Шутиков промолчал, и Лаврентьич больше не спрашивал и стал усиленно раскуривать свою короткую трубочку.

Толпа стала расходиться.

Через несколько минут на баке стало известно, что ни у Прошки, ни в его вещах денег не нашли.

– Запрятал, шельма, куда-нибудь! – решили многие и прибавляли, что теперь Прошке придется худо: Игнатов не простит ему этих денег.

V

Нежная тропическая ночь быстро спустилась над океаном.

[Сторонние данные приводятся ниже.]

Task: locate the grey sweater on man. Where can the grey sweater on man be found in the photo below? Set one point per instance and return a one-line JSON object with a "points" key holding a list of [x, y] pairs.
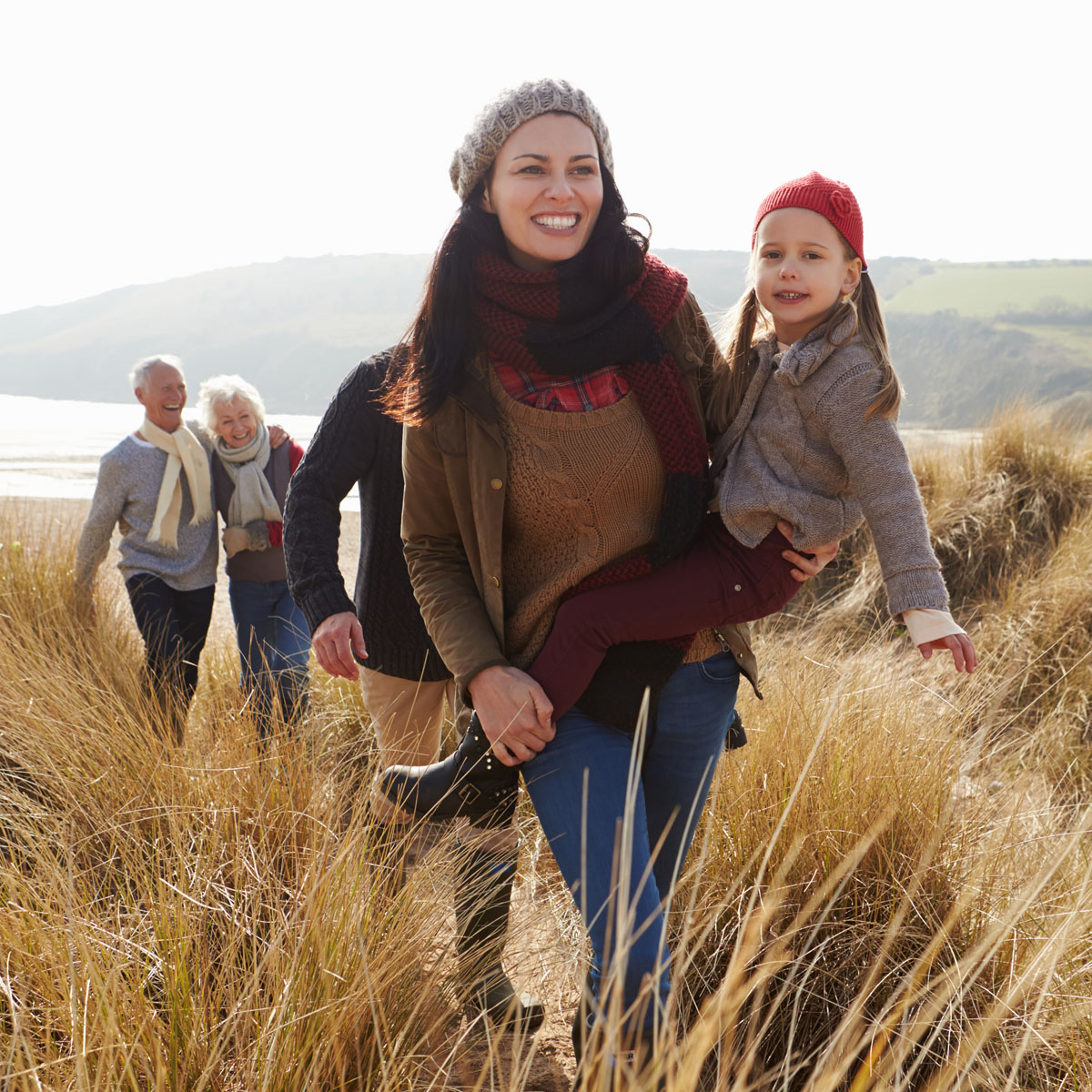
{"points": [[802, 449], [126, 494]]}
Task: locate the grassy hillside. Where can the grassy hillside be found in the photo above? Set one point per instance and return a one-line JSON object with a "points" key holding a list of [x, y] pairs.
{"points": [[891, 889], [984, 290], [298, 327]]}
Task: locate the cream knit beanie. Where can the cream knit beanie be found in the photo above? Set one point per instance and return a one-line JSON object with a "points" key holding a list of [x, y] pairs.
{"points": [[506, 114]]}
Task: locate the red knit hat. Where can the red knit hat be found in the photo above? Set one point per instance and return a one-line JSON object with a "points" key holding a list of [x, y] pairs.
{"points": [[824, 196]]}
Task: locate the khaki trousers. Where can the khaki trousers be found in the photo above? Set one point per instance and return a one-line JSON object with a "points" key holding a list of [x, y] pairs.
{"points": [[408, 719]]}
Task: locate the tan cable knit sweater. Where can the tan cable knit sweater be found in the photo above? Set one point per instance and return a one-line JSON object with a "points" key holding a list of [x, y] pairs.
{"points": [[584, 490]]}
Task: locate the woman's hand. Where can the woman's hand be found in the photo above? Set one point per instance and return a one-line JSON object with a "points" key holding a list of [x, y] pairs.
{"points": [[235, 540], [806, 567], [336, 639], [514, 713], [961, 648]]}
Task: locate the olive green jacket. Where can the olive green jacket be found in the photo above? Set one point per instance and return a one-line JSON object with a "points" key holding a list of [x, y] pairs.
{"points": [[456, 470]]}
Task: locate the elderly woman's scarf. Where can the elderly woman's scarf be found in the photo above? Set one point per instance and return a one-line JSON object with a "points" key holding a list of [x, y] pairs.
{"points": [[561, 321], [184, 452], [254, 497]]}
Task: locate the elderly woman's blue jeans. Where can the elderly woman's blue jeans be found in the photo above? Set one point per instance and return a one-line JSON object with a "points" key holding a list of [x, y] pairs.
{"points": [[274, 648], [670, 793]]}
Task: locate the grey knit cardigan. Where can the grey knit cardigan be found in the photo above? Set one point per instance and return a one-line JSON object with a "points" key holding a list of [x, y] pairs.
{"points": [[802, 449]]}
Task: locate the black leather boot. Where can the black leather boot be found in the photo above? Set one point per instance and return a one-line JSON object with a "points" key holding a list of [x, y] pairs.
{"points": [[483, 895], [470, 782]]}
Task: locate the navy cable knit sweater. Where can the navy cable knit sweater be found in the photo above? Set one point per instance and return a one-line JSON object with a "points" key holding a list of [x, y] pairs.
{"points": [[356, 443]]}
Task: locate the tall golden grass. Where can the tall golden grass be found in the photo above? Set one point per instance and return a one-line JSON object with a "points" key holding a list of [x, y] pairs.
{"points": [[891, 888]]}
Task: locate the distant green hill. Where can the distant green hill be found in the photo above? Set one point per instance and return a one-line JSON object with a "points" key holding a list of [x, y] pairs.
{"points": [[984, 290], [964, 338]]}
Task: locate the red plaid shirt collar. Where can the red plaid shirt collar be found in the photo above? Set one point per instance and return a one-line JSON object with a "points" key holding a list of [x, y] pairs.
{"points": [[562, 393]]}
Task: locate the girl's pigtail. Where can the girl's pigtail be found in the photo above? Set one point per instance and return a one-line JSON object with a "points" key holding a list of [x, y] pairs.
{"points": [[873, 333], [732, 377]]}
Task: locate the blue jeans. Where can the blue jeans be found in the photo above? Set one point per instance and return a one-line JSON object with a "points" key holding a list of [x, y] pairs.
{"points": [[274, 647], [696, 708]]}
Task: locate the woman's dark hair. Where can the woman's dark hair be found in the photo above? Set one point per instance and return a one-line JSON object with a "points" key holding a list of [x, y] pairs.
{"points": [[442, 339]]}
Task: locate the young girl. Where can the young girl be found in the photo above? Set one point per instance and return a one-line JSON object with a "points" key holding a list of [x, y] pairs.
{"points": [[806, 409]]}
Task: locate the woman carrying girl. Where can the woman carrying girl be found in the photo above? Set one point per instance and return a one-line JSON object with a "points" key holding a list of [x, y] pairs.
{"points": [[552, 390], [806, 408]]}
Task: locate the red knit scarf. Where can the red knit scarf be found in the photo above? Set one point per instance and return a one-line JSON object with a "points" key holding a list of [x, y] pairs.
{"points": [[562, 322]]}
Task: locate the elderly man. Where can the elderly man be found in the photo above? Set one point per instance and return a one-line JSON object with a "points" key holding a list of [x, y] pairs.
{"points": [[157, 485]]}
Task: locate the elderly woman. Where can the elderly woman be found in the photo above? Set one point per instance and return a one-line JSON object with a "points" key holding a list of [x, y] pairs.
{"points": [[552, 390], [250, 481]]}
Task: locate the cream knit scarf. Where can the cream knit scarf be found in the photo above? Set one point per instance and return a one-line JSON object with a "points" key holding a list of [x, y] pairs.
{"points": [[184, 452], [254, 497]]}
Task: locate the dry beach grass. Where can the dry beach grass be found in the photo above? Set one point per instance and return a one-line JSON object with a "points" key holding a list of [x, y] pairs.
{"points": [[891, 889]]}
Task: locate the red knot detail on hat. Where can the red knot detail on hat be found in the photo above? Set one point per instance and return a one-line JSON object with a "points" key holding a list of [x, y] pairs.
{"points": [[828, 197]]}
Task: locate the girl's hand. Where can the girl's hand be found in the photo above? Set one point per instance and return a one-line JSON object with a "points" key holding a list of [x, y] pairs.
{"points": [[961, 648], [806, 567], [514, 713]]}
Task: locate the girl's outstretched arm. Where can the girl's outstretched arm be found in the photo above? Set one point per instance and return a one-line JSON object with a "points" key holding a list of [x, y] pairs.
{"points": [[961, 648]]}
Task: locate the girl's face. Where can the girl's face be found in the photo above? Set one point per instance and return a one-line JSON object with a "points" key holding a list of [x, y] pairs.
{"points": [[236, 424], [801, 271], [546, 190]]}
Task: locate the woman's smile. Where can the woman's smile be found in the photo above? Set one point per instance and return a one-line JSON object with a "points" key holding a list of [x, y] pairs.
{"points": [[546, 190]]}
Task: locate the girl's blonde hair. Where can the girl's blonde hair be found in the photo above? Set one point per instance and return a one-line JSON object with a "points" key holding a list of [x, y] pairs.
{"points": [[747, 322]]}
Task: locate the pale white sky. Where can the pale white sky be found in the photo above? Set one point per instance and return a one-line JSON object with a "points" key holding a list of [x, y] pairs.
{"points": [[141, 141]]}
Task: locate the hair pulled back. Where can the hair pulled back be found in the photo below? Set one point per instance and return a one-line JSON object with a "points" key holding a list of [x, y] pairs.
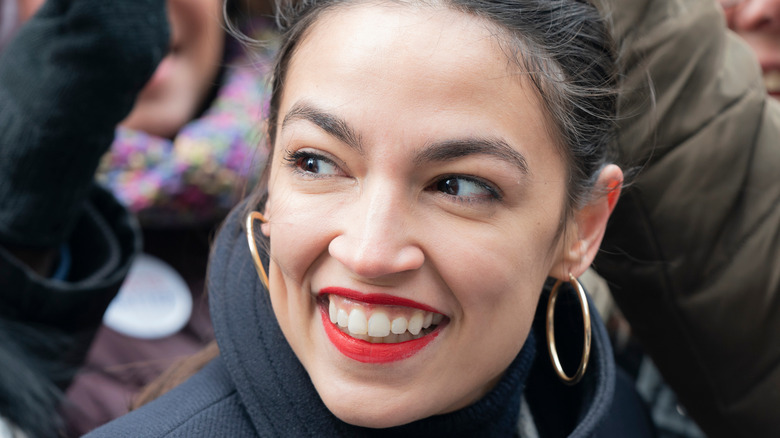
{"points": [[564, 46]]}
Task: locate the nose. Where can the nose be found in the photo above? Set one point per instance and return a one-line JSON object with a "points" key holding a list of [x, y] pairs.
{"points": [[376, 238], [755, 15]]}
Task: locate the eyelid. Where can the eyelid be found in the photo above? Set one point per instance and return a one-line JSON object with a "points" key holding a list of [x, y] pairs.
{"points": [[496, 194], [291, 156]]}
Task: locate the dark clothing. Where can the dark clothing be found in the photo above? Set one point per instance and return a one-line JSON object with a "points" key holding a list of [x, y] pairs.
{"points": [[47, 325], [257, 386]]}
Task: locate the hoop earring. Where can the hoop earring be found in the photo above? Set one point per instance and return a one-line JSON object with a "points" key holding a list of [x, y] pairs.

Матросы спали на палубе – внизу было душно, – а на вахте стояло одно отделение. В тропиках, в полосе пассата, вахты спокойные, и вахтенные матросы, по обыкновению, коротают ночные часы, разгоняя дрему беседами и сказками.

В эту ночь, с полуночи до шести, на вахте довелось быть второму отделению, в котором были Шутиков и Прошка.

Шутиков уж рассказал несколько сказок кучке матросов, усевшихся у фок-мачты, и отправился покурить. Выкуривши трубку, он пошел, осторожно ступая между спящими, на шканцы и, разглядев в темноте Прошку, одиноко притулившегося у борта и поклевывавшего носом, тихо окликнул его:

– Это ты, Прошка?

– Я! – встрепенулся Прошка.

– Что я тебе скажу, – продолжал Шутиков тихим ласковым голосом, – ведь Игнатов, сам знаешь, человек какой… Он тебя вовсе изобьет на берегу, безо всякой жалости.

Прошка насторожился… Этот тон был для него неожиданностью.

– Что ж, пусть бьет, а я евойных денег не касался! – ответил после короткого молчания Прошка.

– То-то он не верит и, пока не вернет своих денег, тебе не простит… И многие ребята сумневаются.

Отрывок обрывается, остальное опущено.